The movie doesn't shy away from showing Lady Bird's flaws — it is remarkably self-aware — but it doesn't quite do anything with them, either. By focusing on small episodes of often-disagreeable adolescence, the film almost fosters the entitlement of the main character. In the ways only wispy white women know, Lady Bird flits from relatable problem to relatable problem largely unchanged, and barely touched (except for an incredibly awkward "deflowering" scene that, I'll admit, was expertly handled with both humor and gentleness).

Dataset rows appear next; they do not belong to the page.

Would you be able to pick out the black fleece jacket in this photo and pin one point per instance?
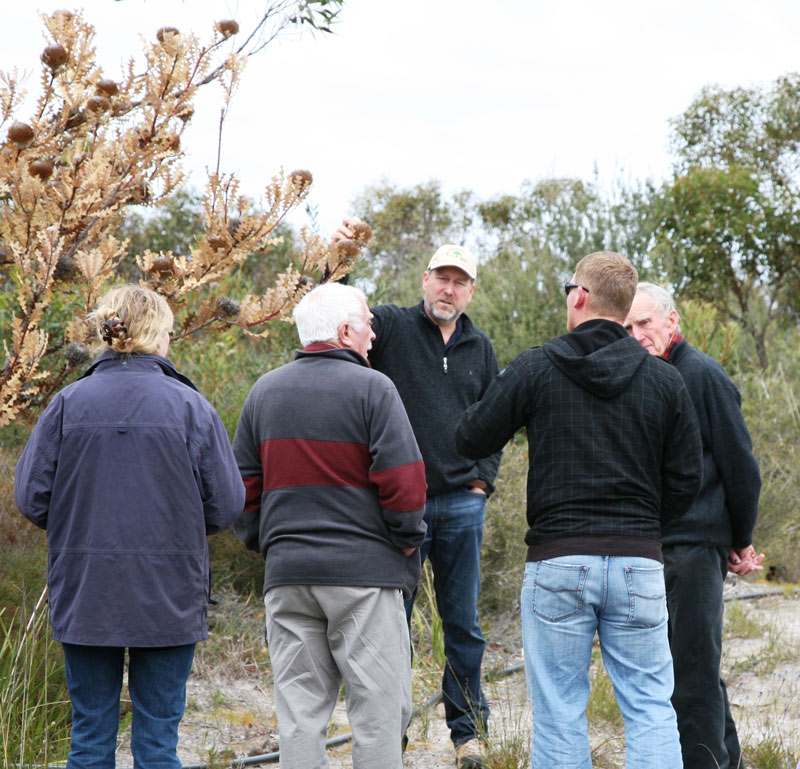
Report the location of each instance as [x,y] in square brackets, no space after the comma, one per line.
[436,386]
[724,513]
[614,445]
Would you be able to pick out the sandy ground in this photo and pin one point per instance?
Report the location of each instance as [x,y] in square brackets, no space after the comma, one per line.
[228,719]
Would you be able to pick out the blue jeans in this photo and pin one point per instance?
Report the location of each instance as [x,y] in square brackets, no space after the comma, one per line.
[157,684]
[453,543]
[564,601]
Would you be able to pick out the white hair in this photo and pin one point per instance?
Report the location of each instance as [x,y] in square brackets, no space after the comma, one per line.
[663,302]
[321,312]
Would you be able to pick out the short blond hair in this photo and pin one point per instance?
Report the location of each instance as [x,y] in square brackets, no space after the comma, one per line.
[611,280]
[144,314]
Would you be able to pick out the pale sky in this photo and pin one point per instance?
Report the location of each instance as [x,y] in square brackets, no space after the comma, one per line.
[475,94]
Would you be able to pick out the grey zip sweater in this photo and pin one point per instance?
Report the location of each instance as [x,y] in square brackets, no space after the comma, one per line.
[436,386]
[335,486]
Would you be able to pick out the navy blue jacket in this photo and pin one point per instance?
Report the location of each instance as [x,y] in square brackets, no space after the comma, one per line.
[436,386]
[128,470]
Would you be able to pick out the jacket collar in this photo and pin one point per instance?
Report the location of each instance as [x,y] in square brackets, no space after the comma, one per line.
[109,358]
[467,327]
[325,350]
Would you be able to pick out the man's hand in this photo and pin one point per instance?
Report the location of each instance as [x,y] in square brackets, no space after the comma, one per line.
[743,560]
[345,231]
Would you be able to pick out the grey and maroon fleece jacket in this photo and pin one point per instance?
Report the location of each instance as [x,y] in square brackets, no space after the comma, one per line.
[334,479]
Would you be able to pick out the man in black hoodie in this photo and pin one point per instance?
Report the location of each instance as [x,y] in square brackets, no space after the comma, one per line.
[614,452]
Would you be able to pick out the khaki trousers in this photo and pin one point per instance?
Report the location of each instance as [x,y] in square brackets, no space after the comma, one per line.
[322,635]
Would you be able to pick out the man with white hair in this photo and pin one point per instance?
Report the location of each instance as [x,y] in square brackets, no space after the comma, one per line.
[715,536]
[335,498]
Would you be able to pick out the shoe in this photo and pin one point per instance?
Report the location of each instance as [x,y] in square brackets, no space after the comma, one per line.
[471,755]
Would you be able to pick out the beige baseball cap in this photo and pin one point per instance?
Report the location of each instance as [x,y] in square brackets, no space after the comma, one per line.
[455,256]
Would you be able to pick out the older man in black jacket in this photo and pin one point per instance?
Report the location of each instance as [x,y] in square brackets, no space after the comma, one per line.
[713,537]
[614,452]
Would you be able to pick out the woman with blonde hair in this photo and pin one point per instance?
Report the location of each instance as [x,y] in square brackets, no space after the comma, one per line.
[128,469]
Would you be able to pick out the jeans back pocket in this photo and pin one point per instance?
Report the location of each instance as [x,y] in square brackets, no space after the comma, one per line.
[558,590]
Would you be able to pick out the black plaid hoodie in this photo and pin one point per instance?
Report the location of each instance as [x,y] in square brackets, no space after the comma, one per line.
[614,443]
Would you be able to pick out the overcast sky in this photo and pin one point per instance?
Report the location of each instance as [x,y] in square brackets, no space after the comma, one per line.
[476,94]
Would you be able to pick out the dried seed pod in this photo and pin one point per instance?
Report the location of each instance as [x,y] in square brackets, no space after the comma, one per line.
[98,104]
[301,179]
[20,133]
[77,354]
[186,113]
[42,168]
[227,307]
[228,27]
[163,266]
[345,250]
[139,193]
[54,56]
[107,87]
[362,233]
[305,280]
[218,242]
[167,33]
[65,268]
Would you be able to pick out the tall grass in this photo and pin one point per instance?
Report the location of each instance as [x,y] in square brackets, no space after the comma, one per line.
[34,716]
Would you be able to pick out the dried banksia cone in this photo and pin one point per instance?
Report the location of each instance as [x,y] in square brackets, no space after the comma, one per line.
[77,354]
[107,87]
[362,233]
[228,27]
[98,104]
[168,36]
[186,113]
[227,307]
[217,242]
[65,268]
[345,250]
[162,266]
[139,194]
[42,168]
[21,134]
[54,56]
[301,179]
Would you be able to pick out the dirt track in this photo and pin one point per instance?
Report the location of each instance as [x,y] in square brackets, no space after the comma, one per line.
[234,719]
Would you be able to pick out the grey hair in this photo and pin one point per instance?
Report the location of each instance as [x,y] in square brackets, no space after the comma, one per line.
[321,312]
[662,299]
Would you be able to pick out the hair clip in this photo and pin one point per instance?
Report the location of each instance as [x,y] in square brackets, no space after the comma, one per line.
[113,328]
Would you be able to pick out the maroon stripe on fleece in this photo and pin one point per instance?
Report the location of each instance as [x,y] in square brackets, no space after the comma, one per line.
[253,487]
[303,462]
[401,489]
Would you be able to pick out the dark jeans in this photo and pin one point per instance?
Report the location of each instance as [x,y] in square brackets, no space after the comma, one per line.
[157,684]
[694,576]
[453,544]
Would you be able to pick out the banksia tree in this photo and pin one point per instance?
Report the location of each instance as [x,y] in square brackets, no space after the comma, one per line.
[95,146]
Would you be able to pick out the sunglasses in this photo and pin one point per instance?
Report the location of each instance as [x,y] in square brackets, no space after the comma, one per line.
[569,286]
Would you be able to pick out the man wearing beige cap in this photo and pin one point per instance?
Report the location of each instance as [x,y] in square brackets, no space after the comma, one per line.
[441,364]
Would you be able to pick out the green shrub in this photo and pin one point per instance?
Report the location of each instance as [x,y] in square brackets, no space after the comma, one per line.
[34,713]
[504,548]
[772,412]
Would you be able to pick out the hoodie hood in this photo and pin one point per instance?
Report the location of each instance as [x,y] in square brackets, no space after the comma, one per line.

White mediocrity is the lowest common denominator for experience — heck, even I, a random South Asian who went to high school in India, found things to relate to in this film. It is also key to this movie's enormous success. Lady Bird isn't exceptionally gifted, or exceptionally awful. She's neither a winner, nor an underdog. She's not a bad kid, just an angsty kid. The film's relatability hinges on its lack of specificity and the stasis of its character study — Lady Bird, who is propelled by a sense of isolation from her surroundings and a notion that she doesn't have enough, is in the same place at the end of the movie as she was at the beginning. And maybe that's the point. I would even question whether this is really a coming-of-age film at all. In failing to allow Lady Bird to move past her attachment to being "different," the film feels almost like a missed opportunity, when the premise was so wonderfully ripe for evolution. Instead, it finds itself with about three false endings and a tacked-on driving scene celebrating Sacramento.
Indie films are notoriously white and privileged. They come from whiteness and privilege. And while Lady Bird makes a ploy to include people of color, the protagonist's coldness to her brother Miguel and his girlfriend doesn't quite amount to attention. They are often depicted in silence and watchfulness, Othered within the story and the frame. This, however, didn't nearly prepare me for Lady Bird's meltdown after getting into UC Davis, a school she looks down on because it is known for agricultural studies (a classist derision if I've ever heard one). She snaps at Miguel, who "even" majored in math at Berkeley while she, the biological child, didn't inherit her father's mathematical mind. He latches on to her insinuation, defending himself: "I didn't even list my race!" (as if affirmative action is something bad). She throws it back at him, saying his name was a giveaway. Their parents hardly condone her casual racism — "we didn't raise you this way" — but we do not see Lady Bird make amends, or even show her brother a modicum of attention.
Attention and love are often the same thing, as the sister in charge of the Catholic school says in a "wisdom-giving" scene. In this film, it's the entitled, unchanging, mediocre Lady Bird that gets the most love. And from film critics, the most attention.